Its 36 degrees in Joburg, and I’ve just declined another swim. I’ll sit on the edge of the pool and joke about how “nobody wants to see a whale in their water”, and that “no costume in the world is big enough for this arse”, but I’m sweating while I joke, because it’s fucking 36 degrees outside, and I really want to swim. More than that, I really want to not be fat anymore.
Pregnancy, as easy as you were, you were exceptionally hard on me in one way. My body. I have never felt this out of sorts, this alien and this uncomfortable in my own skin. I don’t think I’ve lost a kilogram of baby weight, in fact, I feel like in the last 8 months I’ve simply gained and gained. I hate being fat. I hate it so much that I’ve decided, come what may, I will lose 10 kilograms by 1 May. I will be back to my pre baby self for my child’s first birthday.
In order to stick to my new plan, I need to be accountable, and I need to grow a set of lady balls and actually have the willpower to push through what is possibly going to be a very tough 4 months. So, with a 10 kilo goal in mind, what better way to remind myself of why I’m doing this, with 10 reasons why I hate being fat.
- When I make a joke about being overweight and people respond with ‘I see’ or an awkward ‘Ya…’. That’s when you know. You know you’re big when people don’t even pretend to be kind in their replies. A new colleague said to me the other day “You were thin? I suppose I’ve only known you this size’. Ouch. I hated that.

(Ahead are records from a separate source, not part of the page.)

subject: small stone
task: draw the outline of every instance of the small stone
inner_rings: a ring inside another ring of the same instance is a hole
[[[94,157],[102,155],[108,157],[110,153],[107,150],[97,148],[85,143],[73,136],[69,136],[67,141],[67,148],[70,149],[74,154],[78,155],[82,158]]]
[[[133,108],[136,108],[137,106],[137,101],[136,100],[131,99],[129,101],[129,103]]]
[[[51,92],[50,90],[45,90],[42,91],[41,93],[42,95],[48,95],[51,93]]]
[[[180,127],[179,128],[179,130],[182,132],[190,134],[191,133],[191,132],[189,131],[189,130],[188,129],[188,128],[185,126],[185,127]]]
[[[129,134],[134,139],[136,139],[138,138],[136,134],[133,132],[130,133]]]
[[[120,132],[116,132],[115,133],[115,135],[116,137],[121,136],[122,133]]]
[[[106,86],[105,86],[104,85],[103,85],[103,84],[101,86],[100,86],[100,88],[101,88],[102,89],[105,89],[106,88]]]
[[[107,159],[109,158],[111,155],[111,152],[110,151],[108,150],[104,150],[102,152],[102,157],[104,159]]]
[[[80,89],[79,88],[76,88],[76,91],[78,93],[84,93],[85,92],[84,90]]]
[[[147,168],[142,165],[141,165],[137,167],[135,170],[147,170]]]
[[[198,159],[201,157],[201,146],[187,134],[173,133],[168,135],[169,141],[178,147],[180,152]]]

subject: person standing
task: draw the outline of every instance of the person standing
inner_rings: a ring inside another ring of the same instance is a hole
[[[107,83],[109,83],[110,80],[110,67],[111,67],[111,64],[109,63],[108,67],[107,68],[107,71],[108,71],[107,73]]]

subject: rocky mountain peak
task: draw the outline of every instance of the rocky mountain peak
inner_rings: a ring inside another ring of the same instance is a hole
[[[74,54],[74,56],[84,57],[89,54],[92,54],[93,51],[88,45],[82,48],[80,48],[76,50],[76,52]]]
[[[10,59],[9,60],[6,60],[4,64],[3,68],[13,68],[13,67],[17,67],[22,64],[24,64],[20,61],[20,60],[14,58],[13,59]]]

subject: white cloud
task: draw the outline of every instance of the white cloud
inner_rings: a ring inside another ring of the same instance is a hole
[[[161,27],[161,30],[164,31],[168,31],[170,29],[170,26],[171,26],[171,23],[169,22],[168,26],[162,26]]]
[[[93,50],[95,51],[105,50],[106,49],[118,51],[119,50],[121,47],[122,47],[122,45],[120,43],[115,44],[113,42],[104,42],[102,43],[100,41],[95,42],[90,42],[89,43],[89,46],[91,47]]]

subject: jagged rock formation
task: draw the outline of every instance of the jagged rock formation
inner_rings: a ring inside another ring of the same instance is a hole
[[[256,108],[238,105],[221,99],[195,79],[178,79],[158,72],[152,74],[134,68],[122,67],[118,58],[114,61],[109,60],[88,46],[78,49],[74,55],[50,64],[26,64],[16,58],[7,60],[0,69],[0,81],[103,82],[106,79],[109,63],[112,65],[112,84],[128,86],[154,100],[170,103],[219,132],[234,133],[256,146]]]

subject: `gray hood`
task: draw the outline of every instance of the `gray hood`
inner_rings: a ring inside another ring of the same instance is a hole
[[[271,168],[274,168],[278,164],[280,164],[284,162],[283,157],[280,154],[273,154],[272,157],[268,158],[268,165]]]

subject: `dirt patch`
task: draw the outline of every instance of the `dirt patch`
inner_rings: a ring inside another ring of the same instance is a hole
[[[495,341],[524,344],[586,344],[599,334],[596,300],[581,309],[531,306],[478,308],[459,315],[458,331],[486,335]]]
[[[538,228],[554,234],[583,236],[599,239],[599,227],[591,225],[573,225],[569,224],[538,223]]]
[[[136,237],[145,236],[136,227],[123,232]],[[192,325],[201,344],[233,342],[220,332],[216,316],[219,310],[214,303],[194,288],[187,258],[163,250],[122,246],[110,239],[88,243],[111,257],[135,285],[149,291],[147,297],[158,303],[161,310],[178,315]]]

- I don’t fit into anything from before I had a baby. My gorgeous skinny pants, slinky vests, blazers and even bras have been chucked to the back of the closet. Replacing them are the size 12 jeans I bought on a 2 for 1 sale at Edgars, loose shirts, leggings and sports bras with added stretch. Not being able to wear anything that makes me look and feel good? I hate that.
- The way people look at me – people closest to me, like certain family members. I feel their eyes on me whenever I take a bite of food or when I put on another pair of too tight pants. I hate the way they make me feel. I hate the guilt, I hate the shame. I hate feeling like I’m being judged for having the body I do. I hate that.
- The sweat. I am always sweating. Being overweight means boob sweat, head sweat and feet sweat. It’s gross. I hate it.
- I don’t feel like I get taken seriously in the work place. Silly hey? But still, I hate that.
- I don’t feel like socializing, seeing people or going out. I no longer want to be the person sitting under the umbrella while everyone else swims or the one in the long maternity style maxi dress when everyone’s lying in a bikini. I hate that.
- The way I feel at the gym. Physically I’m still gloriously strong, and I train 3 days a week. I can smash a spinning class, I’m building up my running resistance and I can probably lap most people in the pool. But the way I feel people looking at me in the gym? Like the token plump girl? I hate that.
- Shopping. I love clothes, and fashion. I love beautiful things. I’m tired of buying gorgeous garments for ‘when I’ve lost the weight’ I want to wear them now. The fact that I have items with their tags still on, and clothes from pre-baby tucked away at the back of the closet, because I’m simply too fat to wear them? I hate that.
- As if having a baby and a full time demanding career weren’t stressful enough on my marriage – try throw in body shame and self hate. I really don’t want to feel un-sexier than I do now. Changing in a locked bathroom so my husband cant see? I hate that.
- Other moms who lost the baby weight. Especially those who did it from ‘breast feeding’ or the ones who did nothing at all (the weight just “fell off” and then apparently on to me) I hate you. And I hate the fact that I hate you which means I hate me even more. I hate it. (Side note, there are a few ladies on Twitter who have spoken me off a cliff more than once, and helped my confidence so much – I hope you know just how lovely your kind words are, and just how much they’ve meant to me).
There it is. The raw brutal honest truth. It’s out there on the Interwebs now, which means I’m accountable to me, and all of you. Please help me in this journey, and if possible share your own stories of postpartum plumpness. I promise I’ll be nice to you even if you were one of the ‘lost the weight straight away’ ones 😉 – hell, maybe you can even share some weight loss secrets with me.